Perhaps it is her mother's dynamic legacy that lends her such undonnish pragmatism. The Debt Threat closes not on a cloud of idealism, but with a practical blueprint -the Hertz route forward, if you will. First, illegitimate debts -the definition of which, she concedes, is open to debate -should be cancelled. Second, National Regeneration Trusts, or "islands of good governance", should be established in which non-governmental nationals and UN representatives decide how monies reclaimed should be spent. Finally, there should be a series of exacting new principles for borrowers and lenders.
Equally importantly, Hertz is asking her readership to take responsibility for a situation too often seen as beyond the influence of individuals without Bono's rock-star credentials. Each edition of the book will contain a postcard addressed to the Prime Minister, demanding that he make headway on debt in his capacity as chair of July's G8 summit. In the run-up to British and American elections, and with Britain to be head of the EU, Hertz is evangelical about the potential for people power. "We have a real opportunity in the coming months to draw the lines along which the battle will be fought.
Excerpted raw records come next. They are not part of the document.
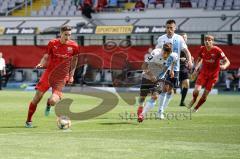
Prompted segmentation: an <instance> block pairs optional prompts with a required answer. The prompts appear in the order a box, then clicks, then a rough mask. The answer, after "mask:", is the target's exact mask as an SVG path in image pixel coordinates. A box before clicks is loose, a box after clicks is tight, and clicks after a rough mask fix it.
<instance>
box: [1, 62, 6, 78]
mask: <svg viewBox="0 0 240 159" xmlns="http://www.w3.org/2000/svg"><path fill="white" fill-rule="evenodd" d="M0 73H1V72H0ZM3 75H6V63H5V60H4V59H3Z"/></svg>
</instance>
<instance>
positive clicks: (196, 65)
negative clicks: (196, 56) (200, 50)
mask: <svg viewBox="0 0 240 159" xmlns="http://www.w3.org/2000/svg"><path fill="white" fill-rule="evenodd" d="M201 64H202V58H201V57H198V58H197V61H196V64H195V68H194V72H197V71H198V70H199V68H200V66H201Z"/></svg>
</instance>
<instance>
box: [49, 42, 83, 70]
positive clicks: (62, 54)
mask: <svg viewBox="0 0 240 159" xmlns="http://www.w3.org/2000/svg"><path fill="white" fill-rule="evenodd" d="M47 53H48V55H49V57H48V58H49V59H48V60H49V61H48V66H47V70H48V71H52V70H53V69H54V68H55V67H58V66H59V65H60V64H61V63H62V62H63V61H64V60H67V59H69V58H71V57H73V56H74V55H77V54H78V53H79V47H78V44H77V43H76V42H75V41H72V40H69V41H67V43H66V44H62V43H61V42H60V39H53V40H51V41H50V42H49V43H48V46H47Z"/></svg>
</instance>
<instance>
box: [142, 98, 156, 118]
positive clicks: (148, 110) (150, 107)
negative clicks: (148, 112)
mask: <svg viewBox="0 0 240 159" xmlns="http://www.w3.org/2000/svg"><path fill="white" fill-rule="evenodd" d="M155 104H156V101H155V100H154V99H152V98H151V99H149V100H148V101H147V102H146V105H145V106H144V108H143V112H142V114H143V115H144V116H146V114H147V112H149V111H150V110H151V109H152V108H153V107H154V106H155Z"/></svg>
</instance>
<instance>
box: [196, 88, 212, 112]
mask: <svg viewBox="0 0 240 159" xmlns="http://www.w3.org/2000/svg"><path fill="white" fill-rule="evenodd" d="M208 94H209V91H208V90H206V89H205V90H204V92H203V94H202V97H201V98H200V99H199V101H198V103H197V105H196V106H195V107H194V109H193V112H197V111H198V109H199V108H200V107H201V106H202V104H203V103H204V102H205V101H206V100H207V96H208Z"/></svg>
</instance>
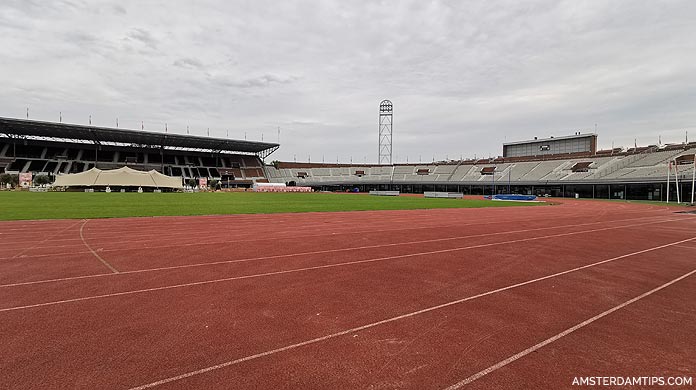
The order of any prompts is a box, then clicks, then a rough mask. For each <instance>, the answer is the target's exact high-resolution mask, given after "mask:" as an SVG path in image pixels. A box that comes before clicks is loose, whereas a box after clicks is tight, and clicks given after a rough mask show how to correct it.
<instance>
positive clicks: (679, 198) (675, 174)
mask: <svg viewBox="0 0 696 390" xmlns="http://www.w3.org/2000/svg"><path fill="white" fill-rule="evenodd" d="M674 184H676V186H677V203H681V197H680V196H679V166H678V165H677V160H674Z"/></svg>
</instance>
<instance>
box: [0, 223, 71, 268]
mask: <svg viewBox="0 0 696 390" xmlns="http://www.w3.org/2000/svg"><path fill="white" fill-rule="evenodd" d="M79 223H80V222H79V221H78V222H75V223H74V224H72V225H70V226H68V227H66V228H65V229H61V230H59V231H57V232H55V233H53V234H51V235H49V236H47V237H46V238H44V239H43V240H41V241H39V242H38V243H36V242H34V245H32V246H30V247H28V248H24V249H23V250H22V251H20V252H17V253H15V254H14V256H12V257H11V258H12V259H16V258H18V257H20V256H21V255H23V254H24V253H27V252H29V251H30V250H32V249H34V248H36V247H37V246H40V245H41V244H43V243H45V242H46V241H48V240H50V239H51V238H53V237H55V236H57V235H59V234H61V233H65V232H67V231H68V230H70V229H72V228H73V227H75V226H77V225H78V224H79Z"/></svg>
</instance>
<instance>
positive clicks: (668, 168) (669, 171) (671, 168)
mask: <svg viewBox="0 0 696 390" xmlns="http://www.w3.org/2000/svg"><path fill="white" fill-rule="evenodd" d="M671 170H672V162H671V161H670V162H668V163H667V203H669V175H670V171H671Z"/></svg>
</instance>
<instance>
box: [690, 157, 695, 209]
mask: <svg viewBox="0 0 696 390" xmlns="http://www.w3.org/2000/svg"><path fill="white" fill-rule="evenodd" d="M693 162H694V169H693V171H691V204H692V205H693V204H694V189H695V188H694V184H695V183H696V154H694V161H693Z"/></svg>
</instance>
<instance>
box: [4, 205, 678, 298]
mask: <svg viewBox="0 0 696 390" xmlns="http://www.w3.org/2000/svg"><path fill="white" fill-rule="evenodd" d="M672 221H675V220H674V219H670V220H662V221H652V222H646V223H640V224H633V225H622V226H612V227H608V228H602V229H592V230H584V231H580V232H570V233H560V234H556V235H546V236H540V237H530V238H525V239H522V240H512V241H504V242H500V243H488V244H479V245H475V246H467V247H459V248H451V249H444V250H441V251H436V252H432V251H431V252H419V253H411V254H407V255H405V256H417V255H427V254H434V253H442V252H449V251H456V250H467V249H475V248H480V247H482V246H480V245H483V247H485V246H491V245H500V244H509V243H516V242H524V241H532V240H539V239H545V238H554V237H561V236H568V235H574V234H582V233H591V232H596V231H602V230H611V229H620V228H630V227H636V226H644V225H651V224H658V223H666V222H672ZM597 223H600V222H593V223H584V224H578V225H566V226H561V227H577V226H584V225H594V224H597ZM557 228H558V227H549V228H534V229H524V230H514V231H507V232H495V233H483V234H475V235H469V236H460V237H448V238H434V239H430V240H420V241H409V242H403V243H391V244H378V245H365V246H359V247H349V248H341V249H326V250H321V251H309V252H299V253H289V254H282V255H272V256H260V257H251V258H246V259H236V260H221V261H213V262H206V263H195V264H183V265H175V266H169V267H156V268H146V269H140V270H131V271H121V272H117V273H118V274H123V275H127V274H138V273H145V272H155V271H167V270H176V269H183V268H192V267H205V266H212V265H221V264H234V263H246V262H252V261H260V260H270V259H280V258H287V257H296V256H307V255H317V254H327V253H336V252H344V251H352V250H363V249H375V248H383V247H389V246H398V245H412V244H423V243H430V242H441V241H447V240H457V239H462V238H474V237H486V236H493V235H503V234H511V233H524V232H530V231H535V230H546V229H557ZM92 253H94V252H92ZM402 256H403V255H402ZM392 258H399V256H395V257H384V258H377V259H368V260H370V261H378V260H388V259H392ZM361 261H365V260H361ZM337 264H338V265H340V264H353V263H352V262H351V263H337ZM113 274H114V273H108V274H94V275H82V276H72V277H66V278H54V279H46V280H36V281H31V282H19V283H10V284H3V285H0V288H3V287H17V286H26V285H32V284H41V283H52V282H63V281H69V280H79V279H90V278H98V277H103V276H111V275H113Z"/></svg>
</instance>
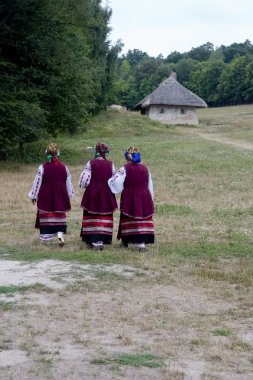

You don't have to buy my book, but write your postcard.
Talk about these issues when you're picking up your kids from school, at the hairdressers', at a dinner party. Read economics books in your book group. Start questioning the world we live in and making it clear to politicians that we demand a stake in a better one."
There is a rich vein of bourgeois idealism in this, but then idealism is no bad thing in a culture in which more young people voted in the first Pop Idol final than in that year's general election. "I'm an optimist," admits Hertz. "Nobody can do everything, but everybody can do something. Together we can change the world."
When she is not teaching, delivering public lectures, protesting, writing advisory documents for Number 10, or telly donning here and in the US, Hertz unwinds in her North London home "in the company of Tony Soprano or Jack Bauer", or among the tribe of friends cited in the acknowledgements to her book. One gets the impression that she would make rather a nice friend, with her gentleness, ready laughter and intellectual bravura. I note, as I leave, that she has tiny petal transfers decorating her toenails, where once such an ideologue might have had flowers in her hair. It is the one concession to flakiness she allows herself.